Update your Jupyter notebooks in the appropriate subdirectories under `docs/`. If you add new files, remember to update `index.rst` (or relevant `.rst` files) accordingly.

- **`pre-commit run --all-files`** manually runs all configured checks, applying fixes if possible. If it fails the first time, re-run it to ensure lint errors are fully resolved. Make sure your code passes all checks **before** creating a Pull Request.
- **Do not commit** directly to the `main` branch. Always create a new branch (e.g., `feature/my-new-feature`), push your changes, and open a PR from that branch.

```bash
# 1) Compile all Jupyter notebooks
make compile

# 2) Compile and Preview documentation locally with auto-build
# This will automatically rebuild docs when files change
# Open your browser at the displayed port to view the docs
bash serve.sh

# 2a) Alternative ways to serve documentation
# Directly use make serve
make serve
# With custom port
PORT=8080 make serve

# 3) Clean notebook outputs
# nbstripout removes notebook outputs so your PR stays clean
pip install nbstripout
find . -name '*.ipynb' -exec nbstripout {} \;

# 4) Pre-commit checks and create a PR
# After these checks pass, push your changes and open a PR on your branch
pre-commit run --all-files
```
---

### **Port Allocation and CI Efficiency**

**To launch and kill the server:**

```python
from sglang.test.test_utils import is_in_ci
from sglang.utils import wait_for_server, print_highlight, terminate_process

if is_in_ci():
    from patch import launch_server_cmd
else:
    from sglang.utils import launch_server_cmd

server_process, port = launch_server_cmd(
    """
python -m sglang.launch_server --model-path meta-llama/Meta-Llama-3.1-8B-Instruct \
 --host 0.0.0.0
"""
)

wait_for_server(f"http://localhost:{port}")

# Terminate Server
terminate_process(server_process)
```

**To launch and kill the engine:**

```python
# Launch Engine
import sglang as sgl
import asyncio
from sglang.test.test_utils import is_in_ci

if is_in_ci():
    import patch

llm = sgl.Engine(model_path="meta-llama/Meta-Llama-3.1-8B-Instruct")

# Terminalte Engine
llm.shutdown()
```

### **Why this approach?**

- **Dynamic Port Allocation**: Avoids port conflicts by selecting an available port at runtime, enabling multiple server instances to run in parallel.
- **Optimized for CI**: The `patch` version of `launch_server_cmd` and `sgl.Engine()` in CI environments helps manage GPU memory dynamically, preventing conflicts and improving test parallelism.
- **Better Parallel Execution**: Ensures smooth concurrent tests by avoiding fixed port collisions and optimizing memory usage.

### **Model Selection**

For demonstrations in the docs, **prefer smaller models** to reduce memory consumption and speed up inference. Running larger models in CI can lead to instability due to memory constraints.
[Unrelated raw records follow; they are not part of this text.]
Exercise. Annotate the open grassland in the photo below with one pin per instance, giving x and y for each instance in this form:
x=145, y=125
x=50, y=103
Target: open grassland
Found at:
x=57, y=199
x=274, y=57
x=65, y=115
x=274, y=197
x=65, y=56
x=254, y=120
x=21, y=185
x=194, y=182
### **Prompt Alignment Example**

When designing prompts, ensure they align with SGLang's structured formatting. For example:

```python
prompt = """You are an AI assistant. Answer concisely and accurately.

User: What is the capital of France?
Assistant: The capital of France is Paris."""
```

This keeps responses aligned with expected behavior and improves reliability across different files.